“What was wrong with him?” demanded Chick irritably.
“For one thing, he plays too good a game of pool. I wouldn’t be surprised, Chick, if you found out that playing pool is Devore’s real work.”
“Forget it! He doesn’t play as well as I do, and you can’t say that I make a—a profession of it!”
“He doesn’t yet,” answered Bert as he followed his companion up the steps of the dormitory, “but I have a hunch that that bird is going to improve fast!”
“Is, eh? Well, he isn’t going to improve any faster than I do,” replied Chick, with a comfortable laugh. “Come along Monday night and watch me pick the pin feathers off him!”
“No, thanks, I’ve had all the smoke I can stand for six months. Wonder why it’s against the law to ventilate a billiard hall!”
“Gosh, you’re getting as pernickety as an old maid!” jeered Chick. “Tobacco smoke’s good for you, old scout. Keeps the moths out of your system, and all that.”
“What do you think I am?” laughed Bert. “A parlor rug?”

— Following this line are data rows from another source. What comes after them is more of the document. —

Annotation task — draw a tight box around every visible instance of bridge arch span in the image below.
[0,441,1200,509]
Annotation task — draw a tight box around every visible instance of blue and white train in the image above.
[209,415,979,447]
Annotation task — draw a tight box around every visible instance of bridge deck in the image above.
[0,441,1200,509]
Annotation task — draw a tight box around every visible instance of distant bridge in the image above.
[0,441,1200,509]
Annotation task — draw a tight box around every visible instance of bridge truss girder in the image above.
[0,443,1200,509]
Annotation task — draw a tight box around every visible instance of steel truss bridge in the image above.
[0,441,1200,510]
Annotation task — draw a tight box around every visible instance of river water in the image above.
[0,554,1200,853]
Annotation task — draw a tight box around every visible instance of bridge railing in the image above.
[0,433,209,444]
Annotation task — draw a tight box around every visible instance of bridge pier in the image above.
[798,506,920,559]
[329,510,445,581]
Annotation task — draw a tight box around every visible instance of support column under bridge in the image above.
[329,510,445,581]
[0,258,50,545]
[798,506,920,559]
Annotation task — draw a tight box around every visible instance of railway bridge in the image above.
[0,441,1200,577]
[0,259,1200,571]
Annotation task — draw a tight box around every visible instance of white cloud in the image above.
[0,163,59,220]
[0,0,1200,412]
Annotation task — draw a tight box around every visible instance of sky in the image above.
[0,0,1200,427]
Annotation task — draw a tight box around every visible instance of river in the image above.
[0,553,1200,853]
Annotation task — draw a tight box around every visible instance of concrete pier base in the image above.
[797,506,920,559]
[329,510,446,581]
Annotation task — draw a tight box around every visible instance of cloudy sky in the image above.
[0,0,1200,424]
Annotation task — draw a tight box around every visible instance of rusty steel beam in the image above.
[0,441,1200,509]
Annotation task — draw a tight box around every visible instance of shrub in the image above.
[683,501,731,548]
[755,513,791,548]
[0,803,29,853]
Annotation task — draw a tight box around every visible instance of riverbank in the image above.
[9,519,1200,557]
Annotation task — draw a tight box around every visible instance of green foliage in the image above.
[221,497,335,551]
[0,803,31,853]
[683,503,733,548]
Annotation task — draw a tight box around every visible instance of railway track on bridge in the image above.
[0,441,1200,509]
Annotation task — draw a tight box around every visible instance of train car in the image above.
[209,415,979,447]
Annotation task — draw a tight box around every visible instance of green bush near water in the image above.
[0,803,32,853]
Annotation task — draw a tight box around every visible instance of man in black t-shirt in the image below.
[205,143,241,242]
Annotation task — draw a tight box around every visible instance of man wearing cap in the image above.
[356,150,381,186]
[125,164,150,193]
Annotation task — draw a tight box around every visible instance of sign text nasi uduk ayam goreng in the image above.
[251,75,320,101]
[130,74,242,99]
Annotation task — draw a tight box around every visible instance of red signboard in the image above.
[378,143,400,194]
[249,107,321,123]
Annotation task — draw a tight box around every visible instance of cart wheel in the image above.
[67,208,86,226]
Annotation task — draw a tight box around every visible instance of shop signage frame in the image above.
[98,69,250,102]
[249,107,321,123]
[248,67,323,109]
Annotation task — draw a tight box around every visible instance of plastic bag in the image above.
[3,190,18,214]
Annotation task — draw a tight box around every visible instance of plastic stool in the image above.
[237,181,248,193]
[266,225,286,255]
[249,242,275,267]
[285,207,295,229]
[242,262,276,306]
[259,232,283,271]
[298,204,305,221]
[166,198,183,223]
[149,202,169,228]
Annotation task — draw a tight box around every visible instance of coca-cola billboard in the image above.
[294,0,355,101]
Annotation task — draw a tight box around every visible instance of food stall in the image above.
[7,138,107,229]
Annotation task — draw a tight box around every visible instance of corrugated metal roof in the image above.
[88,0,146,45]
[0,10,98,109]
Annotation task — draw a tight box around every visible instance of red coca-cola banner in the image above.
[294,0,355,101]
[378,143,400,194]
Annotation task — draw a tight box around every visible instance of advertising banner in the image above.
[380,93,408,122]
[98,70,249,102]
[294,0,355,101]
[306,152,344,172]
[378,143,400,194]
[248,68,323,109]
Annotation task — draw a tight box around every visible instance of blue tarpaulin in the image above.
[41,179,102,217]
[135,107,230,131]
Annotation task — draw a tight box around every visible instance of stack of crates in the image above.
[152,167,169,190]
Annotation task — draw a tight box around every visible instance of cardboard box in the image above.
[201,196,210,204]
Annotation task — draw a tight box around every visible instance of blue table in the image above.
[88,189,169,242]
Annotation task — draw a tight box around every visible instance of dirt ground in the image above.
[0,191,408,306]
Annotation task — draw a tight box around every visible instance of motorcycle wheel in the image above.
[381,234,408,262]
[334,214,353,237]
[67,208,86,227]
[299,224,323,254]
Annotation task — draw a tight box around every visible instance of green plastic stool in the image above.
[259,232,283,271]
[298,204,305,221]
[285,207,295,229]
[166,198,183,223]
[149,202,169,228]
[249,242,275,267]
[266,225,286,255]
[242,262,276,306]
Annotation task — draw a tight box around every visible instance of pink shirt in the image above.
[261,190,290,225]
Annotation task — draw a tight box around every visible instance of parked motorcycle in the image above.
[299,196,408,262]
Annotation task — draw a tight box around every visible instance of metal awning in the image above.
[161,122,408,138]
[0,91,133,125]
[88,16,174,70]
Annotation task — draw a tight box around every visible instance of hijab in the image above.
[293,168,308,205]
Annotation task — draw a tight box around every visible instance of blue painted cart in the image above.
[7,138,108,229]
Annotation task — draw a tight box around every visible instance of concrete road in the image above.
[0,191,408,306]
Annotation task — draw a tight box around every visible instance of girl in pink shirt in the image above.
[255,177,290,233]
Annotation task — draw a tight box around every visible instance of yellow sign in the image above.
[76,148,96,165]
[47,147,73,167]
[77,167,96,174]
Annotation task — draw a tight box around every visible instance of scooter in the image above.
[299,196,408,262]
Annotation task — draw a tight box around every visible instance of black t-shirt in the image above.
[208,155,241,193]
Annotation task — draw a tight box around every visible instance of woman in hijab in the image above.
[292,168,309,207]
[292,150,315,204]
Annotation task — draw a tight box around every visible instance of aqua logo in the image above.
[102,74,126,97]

Bert beat the clock and was in bed when its hands pointed to ten. Chick undressed more leisurely, reviewing his and his adversary’s performance, and was still solicitously slicking down his hair when the fateful hour was announced by the booming of the church bell across the campus.
“Orders,” remarked Bert, good-naturedly ironic, “don’t mean anything in your life, do they, Charles?”